Implicit Priors Editing in Stable Diffusion via Targeted Token Adjustment
Feng He, Chao Zhang, Zhixue Zhao
TL;DR
The paper addresses implicit priors in text-to-image prompts by introducing EmbEdit, a method that updates only the Word Token Embedding (WTE) of a target token to shift priors while leaving unrelated concepts and all model weights intact. By minimizing the distance between the last hidden states of the CLIP text encoder for the original and modified prompts, EmbEdit achieves precise, side-effect-free edits with extremely low parameter cost (768 dimensions for SD1.4, 2048 for SD XL) and supports sequential editing without model collapse. Probing shows WTEs encode perceptual priors (e.g., color), justifying targeted WTE edits, and empirical results demonstrate state-of-the-art performance on object editing and gender-bias mitigation across model scales, with robust generalization and a clear degradation only in complex multi-word or rare-concept cases. The approach offers practical, reversible edits with substantial efficiency advantages over prior methods, enabling rapid, controlled updates to implicit knowledge embedded in diffusion-based T2I systems.
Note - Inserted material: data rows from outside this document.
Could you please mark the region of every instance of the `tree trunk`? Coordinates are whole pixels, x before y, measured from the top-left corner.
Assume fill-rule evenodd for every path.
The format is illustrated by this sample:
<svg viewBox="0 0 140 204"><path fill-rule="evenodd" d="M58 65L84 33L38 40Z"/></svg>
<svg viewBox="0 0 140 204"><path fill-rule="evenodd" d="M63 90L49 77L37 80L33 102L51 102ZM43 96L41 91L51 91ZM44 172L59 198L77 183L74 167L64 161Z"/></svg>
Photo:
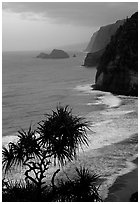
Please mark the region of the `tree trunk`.
<svg viewBox="0 0 140 204"><path fill-rule="evenodd" d="M54 179L55 179L56 174L58 174L59 171L60 171L60 169L57 169L57 170L54 172L53 177L52 177L52 180L51 180L53 191L55 190Z"/></svg>

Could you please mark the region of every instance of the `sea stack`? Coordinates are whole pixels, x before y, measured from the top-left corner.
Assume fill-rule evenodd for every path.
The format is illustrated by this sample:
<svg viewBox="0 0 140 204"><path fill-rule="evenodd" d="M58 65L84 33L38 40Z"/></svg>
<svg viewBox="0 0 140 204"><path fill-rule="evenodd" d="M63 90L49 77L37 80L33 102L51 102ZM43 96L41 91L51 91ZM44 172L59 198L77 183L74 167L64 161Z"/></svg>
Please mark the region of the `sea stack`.
<svg viewBox="0 0 140 204"><path fill-rule="evenodd" d="M46 54L41 52L37 58L42 58L42 59L64 59L64 58L69 58L69 55L64 52L63 50L57 50L54 49L50 54Z"/></svg>

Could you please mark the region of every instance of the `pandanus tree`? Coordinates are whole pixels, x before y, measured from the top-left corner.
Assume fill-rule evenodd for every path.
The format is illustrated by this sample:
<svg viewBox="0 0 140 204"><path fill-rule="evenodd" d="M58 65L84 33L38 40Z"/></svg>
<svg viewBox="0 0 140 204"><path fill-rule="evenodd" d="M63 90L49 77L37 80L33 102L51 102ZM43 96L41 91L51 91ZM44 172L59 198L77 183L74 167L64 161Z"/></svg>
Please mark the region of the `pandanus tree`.
<svg viewBox="0 0 140 204"><path fill-rule="evenodd" d="M101 202L98 193L99 176L91 173L88 168L75 168L74 178L59 180L54 201L59 202Z"/></svg>
<svg viewBox="0 0 140 204"><path fill-rule="evenodd" d="M54 188L54 178L60 167L76 158L80 146L88 145L87 128L88 123L74 116L68 106L58 106L52 114L45 115L36 130L30 126L28 131L19 131L18 141L3 147L5 174L13 167L25 167L25 179L37 186L40 199L46 188L44 179L50 164L59 166L52 176Z"/></svg>

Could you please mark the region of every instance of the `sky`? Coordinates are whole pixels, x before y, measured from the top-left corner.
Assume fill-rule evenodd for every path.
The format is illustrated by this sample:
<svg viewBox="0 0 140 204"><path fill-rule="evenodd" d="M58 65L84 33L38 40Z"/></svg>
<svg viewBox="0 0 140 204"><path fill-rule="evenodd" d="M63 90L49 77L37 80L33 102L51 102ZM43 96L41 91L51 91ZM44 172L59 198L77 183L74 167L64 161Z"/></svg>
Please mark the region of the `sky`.
<svg viewBox="0 0 140 204"><path fill-rule="evenodd" d="M2 50L48 50L88 43L100 26L137 10L137 2L3 2Z"/></svg>

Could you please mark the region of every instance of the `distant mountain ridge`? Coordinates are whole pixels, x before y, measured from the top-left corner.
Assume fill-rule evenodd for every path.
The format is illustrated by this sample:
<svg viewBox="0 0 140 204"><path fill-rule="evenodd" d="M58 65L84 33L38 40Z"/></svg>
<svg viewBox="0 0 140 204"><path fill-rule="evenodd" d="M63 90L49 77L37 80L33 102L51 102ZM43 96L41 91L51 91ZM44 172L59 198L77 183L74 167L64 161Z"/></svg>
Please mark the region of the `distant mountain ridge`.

Ethical considerations emphasize responsible use and transparency, including public code and supplementary materials to aid reproducibility.
Abstract
Implicit assumptions and priors are often necessary in text-to-image generation tasks, especially when textual prompts lack sufficient context. However, these assumptions can sometimes reflect outdated concepts, inaccuracies, or societal bias embedded in the training data. We present Embedding-only Editing (Embedit), a method designed to efficiently adjust implict assumptions and priors in the model without affecting its interpretation of unrelated objects or overall performance. Given a "source" prompt (e.g., "rose") that elicits an implicit assumption (e.g., rose is red) and a "destination" prompt that specifies the desired attribute (e.g., "blue rose"), Embedit fine-tunes only the word token embedding (WTE) of the target object ("rose") to optimize the last hidden state of text encoder in Stable Diffusion, a SOTA text-to-image model. This targeted adjustment prevents unintended effects on other objects in the model's knowledge base, as the WTEs for unrelated objects and the model weights remain unchanged. Consequently, when a prompt does not contain the edited object, all representations, and the model outputs are identical to those of the original, unedited model. Our method is highly efficient, modifying only 768 parameters for Stable Diffusion 1.4 and 2048 for XL in a single edit, matching the WTE dimension of each respective model. This minimal scope, combined with rapid execution, makes Embedit highly practical for real-world applications. Additionally, changes are easily reversible by restoring the original WTE layers. Our experimental results demonstrate that Embedit consistently outperforms previous methods across various models, tasks, and editing scenarios (both single and sequential multiple edits), achieving at least a 6.01% improvement (from 87.17% to 93.18%).